Produced and recorded by Ripley Johnson (Wooden Shjips, Moon Duo), and mixed by Chris Cohen (Captured Tracks, Deerhoof), the album finds its niche in the hazy sonic landscape of private press country and psych records, and alongside artists like Relatively Clean Rivers, Jim Sullivan, Kenny Knight, and countless other explorers of the pastoral underground.
The band was aiming to capture a timeless, natural sound, not quite of the present, past, or future, but phasing in between the consciousness of now and the stoned dream-state of the eternal. Sort of a back porch jam just as the shrooms are starting to kick in. Handmade and human, but also cosmic and transcendental. The goal is to let the music speak for itself and hopefully find a weird and wonderful audience somewhere out there.

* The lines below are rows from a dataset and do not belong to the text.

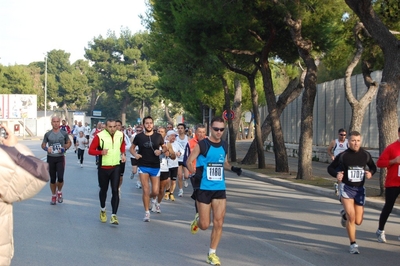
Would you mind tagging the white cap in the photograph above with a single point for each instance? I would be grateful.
(171, 132)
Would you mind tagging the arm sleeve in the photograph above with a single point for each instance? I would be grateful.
(93, 146)
(186, 155)
(333, 167)
(384, 158)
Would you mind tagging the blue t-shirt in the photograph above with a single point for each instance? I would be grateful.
(210, 164)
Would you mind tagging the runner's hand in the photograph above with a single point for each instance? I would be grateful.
(237, 170)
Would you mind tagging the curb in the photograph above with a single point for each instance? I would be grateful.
(329, 193)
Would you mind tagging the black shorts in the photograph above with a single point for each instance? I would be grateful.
(164, 176)
(173, 173)
(206, 196)
(134, 162)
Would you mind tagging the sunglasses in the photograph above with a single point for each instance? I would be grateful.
(218, 129)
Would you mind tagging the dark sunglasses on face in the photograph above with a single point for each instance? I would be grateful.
(218, 129)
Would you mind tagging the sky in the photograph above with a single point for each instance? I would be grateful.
(31, 28)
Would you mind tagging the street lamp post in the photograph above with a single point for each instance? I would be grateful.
(45, 88)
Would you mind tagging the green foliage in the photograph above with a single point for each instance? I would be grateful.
(123, 67)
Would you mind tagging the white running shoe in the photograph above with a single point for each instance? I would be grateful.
(343, 220)
(381, 236)
(354, 249)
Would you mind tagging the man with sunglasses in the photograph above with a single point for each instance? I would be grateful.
(149, 143)
(336, 147)
(211, 160)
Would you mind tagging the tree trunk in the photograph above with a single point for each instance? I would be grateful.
(388, 92)
(254, 99)
(227, 108)
(291, 92)
(169, 118)
(281, 160)
(125, 104)
(310, 91)
(67, 118)
(358, 107)
(233, 131)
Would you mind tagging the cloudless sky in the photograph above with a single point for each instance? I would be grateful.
(31, 28)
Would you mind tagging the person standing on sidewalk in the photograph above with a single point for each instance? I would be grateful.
(149, 143)
(127, 146)
(199, 134)
(56, 142)
(351, 168)
(81, 142)
(390, 159)
(134, 162)
(183, 173)
(109, 145)
(164, 176)
(21, 177)
(211, 160)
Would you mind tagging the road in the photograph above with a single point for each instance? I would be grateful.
(265, 224)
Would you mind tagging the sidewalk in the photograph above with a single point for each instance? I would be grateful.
(319, 170)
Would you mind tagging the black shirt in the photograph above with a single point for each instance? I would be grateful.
(353, 164)
(147, 145)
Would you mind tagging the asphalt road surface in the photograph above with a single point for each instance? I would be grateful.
(265, 224)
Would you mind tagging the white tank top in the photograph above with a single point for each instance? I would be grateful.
(340, 147)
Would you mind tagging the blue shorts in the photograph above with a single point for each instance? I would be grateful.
(356, 193)
(149, 170)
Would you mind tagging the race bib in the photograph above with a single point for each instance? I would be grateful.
(355, 174)
(56, 148)
(215, 171)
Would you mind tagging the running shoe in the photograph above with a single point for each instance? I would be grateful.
(381, 236)
(59, 197)
(103, 216)
(158, 209)
(336, 187)
(146, 217)
(213, 259)
(114, 219)
(194, 228)
(171, 197)
(53, 200)
(153, 206)
(343, 218)
(166, 196)
(354, 249)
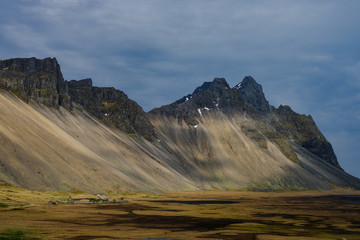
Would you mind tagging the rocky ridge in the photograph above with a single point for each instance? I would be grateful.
(279, 125)
(73, 135)
(41, 81)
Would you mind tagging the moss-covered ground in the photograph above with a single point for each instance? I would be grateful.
(186, 215)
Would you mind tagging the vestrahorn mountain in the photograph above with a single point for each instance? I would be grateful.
(69, 135)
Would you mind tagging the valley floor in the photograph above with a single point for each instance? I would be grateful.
(182, 215)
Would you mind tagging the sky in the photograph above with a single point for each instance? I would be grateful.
(305, 53)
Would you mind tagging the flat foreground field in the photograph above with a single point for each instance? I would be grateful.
(182, 215)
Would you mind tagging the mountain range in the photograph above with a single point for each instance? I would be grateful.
(71, 135)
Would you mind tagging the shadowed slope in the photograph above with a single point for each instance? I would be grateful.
(48, 149)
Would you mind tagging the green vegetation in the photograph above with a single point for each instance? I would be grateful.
(284, 145)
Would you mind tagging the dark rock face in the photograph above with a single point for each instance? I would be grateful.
(252, 92)
(112, 106)
(37, 80)
(282, 126)
(303, 130)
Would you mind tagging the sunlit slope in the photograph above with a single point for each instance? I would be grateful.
(42, 148)
(219, 155)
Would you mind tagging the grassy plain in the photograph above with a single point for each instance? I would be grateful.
(183, 215)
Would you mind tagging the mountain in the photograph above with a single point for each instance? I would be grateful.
(71, 135)
(232, 137)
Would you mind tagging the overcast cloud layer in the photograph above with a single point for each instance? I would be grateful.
(306, 54)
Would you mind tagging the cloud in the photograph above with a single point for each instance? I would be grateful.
(304, 53)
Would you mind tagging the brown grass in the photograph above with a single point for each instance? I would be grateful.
(192, 215)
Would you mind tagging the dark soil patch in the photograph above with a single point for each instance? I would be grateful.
(194, 202)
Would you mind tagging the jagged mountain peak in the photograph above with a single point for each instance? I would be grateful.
(248, 81)
(252, 93)
(216, 84)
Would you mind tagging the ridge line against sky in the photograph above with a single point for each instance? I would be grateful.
(304, 53)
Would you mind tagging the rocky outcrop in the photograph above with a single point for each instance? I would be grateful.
(253, 94)
(281, 126)
(41, 81)
(36, 80)
(112, 107)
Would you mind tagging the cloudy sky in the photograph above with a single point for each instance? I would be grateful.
(305, 53)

Rose City Band cling to the notion that they’re trying to find peace, perhaps even salvation through their songs, all delivered with a beautiful sense of melancholy and endless euphoria.
Folk rock with a Moon Duo infusion creating a dreamy soundscape that grips the listener and carries them away.
Traveling down the same mellow cosmic path as Wooden Shjips, yet with a bit more structure and the feel of rambling 70’s stoner rock, Rose City Band amble on in with a brilliant new offering of intoxicating slow-motion songs that drip like golden amber in the morning sun, warm and comfortable, never straying from their simple melodies of pastoral delight.